If rags to riches was not your taste, then the session ‘Visually Chinese’ was certain to inspire. Five artists talked about how their Chinese experiences in New Zealand had shaped their art work. They ranged from street artist Peap Tarr, to brilliant architect Ron Sang, to graphic artist Liyen Chong – who drew using human hair. I especially liked the work of Susan Louie. Brought up on a market garden outside Gisborne, she now fashions in glass the vegetables her family grew in the fields.

And for us webbies there was also something. I tried, until the technology failed(!), to show off Te Ara’s immigrant stories, especially the wonderful piece on the Chinese by one of the conference organisers, Manying Ip. And the New Zealand Chinese Association and Auckland City Libraries launched their fabulous new site, Chinese Digital Community. This is a wholly community-built site, and the local Chinese have responded magnificently by uploading their precious images and telling their stories. Check it out.

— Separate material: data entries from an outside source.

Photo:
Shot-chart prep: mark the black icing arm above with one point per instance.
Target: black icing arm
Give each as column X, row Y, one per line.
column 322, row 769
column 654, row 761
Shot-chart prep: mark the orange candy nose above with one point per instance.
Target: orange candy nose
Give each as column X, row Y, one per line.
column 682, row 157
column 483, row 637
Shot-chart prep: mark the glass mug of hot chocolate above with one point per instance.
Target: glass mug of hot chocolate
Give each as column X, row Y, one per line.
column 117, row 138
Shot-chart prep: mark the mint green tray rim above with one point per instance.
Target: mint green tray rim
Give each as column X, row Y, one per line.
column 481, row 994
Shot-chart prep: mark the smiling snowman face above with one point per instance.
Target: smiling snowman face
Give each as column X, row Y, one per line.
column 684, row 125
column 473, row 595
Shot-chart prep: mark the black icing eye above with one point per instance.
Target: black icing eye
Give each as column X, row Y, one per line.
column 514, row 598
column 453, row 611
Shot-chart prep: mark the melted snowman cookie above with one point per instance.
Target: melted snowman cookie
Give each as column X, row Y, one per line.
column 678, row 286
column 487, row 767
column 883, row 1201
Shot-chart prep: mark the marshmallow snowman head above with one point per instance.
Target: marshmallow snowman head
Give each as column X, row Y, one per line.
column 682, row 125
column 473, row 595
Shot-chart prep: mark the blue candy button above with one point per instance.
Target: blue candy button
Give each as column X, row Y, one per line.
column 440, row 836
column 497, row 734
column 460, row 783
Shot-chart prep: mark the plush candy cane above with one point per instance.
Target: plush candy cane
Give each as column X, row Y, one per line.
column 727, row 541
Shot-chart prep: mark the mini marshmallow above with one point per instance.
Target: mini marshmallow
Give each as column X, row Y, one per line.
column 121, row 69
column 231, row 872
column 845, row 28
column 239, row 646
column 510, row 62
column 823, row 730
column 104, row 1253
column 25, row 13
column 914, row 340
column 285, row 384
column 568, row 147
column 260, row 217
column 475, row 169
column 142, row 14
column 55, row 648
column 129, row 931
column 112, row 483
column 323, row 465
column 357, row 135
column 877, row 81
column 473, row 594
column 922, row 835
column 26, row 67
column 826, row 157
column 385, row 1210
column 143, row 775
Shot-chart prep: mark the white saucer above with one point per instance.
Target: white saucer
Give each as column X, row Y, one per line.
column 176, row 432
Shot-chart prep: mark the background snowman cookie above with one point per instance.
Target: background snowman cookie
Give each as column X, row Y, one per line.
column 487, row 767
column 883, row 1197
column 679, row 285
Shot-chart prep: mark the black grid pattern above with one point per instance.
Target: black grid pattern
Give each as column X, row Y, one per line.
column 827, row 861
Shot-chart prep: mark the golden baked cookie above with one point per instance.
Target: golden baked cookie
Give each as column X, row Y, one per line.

At the banquet the former boss of New Zealand Post and new boss of the Ministry for Foreign Affairs and Trade, John Allen, spoke of how New Zealand needed Chinese New Zealanders precisely because their difference of perspective was a source of innovation and creativity. If the sheer exuberance and imagination on show at the conference is any guide, then New Zealand has a great future.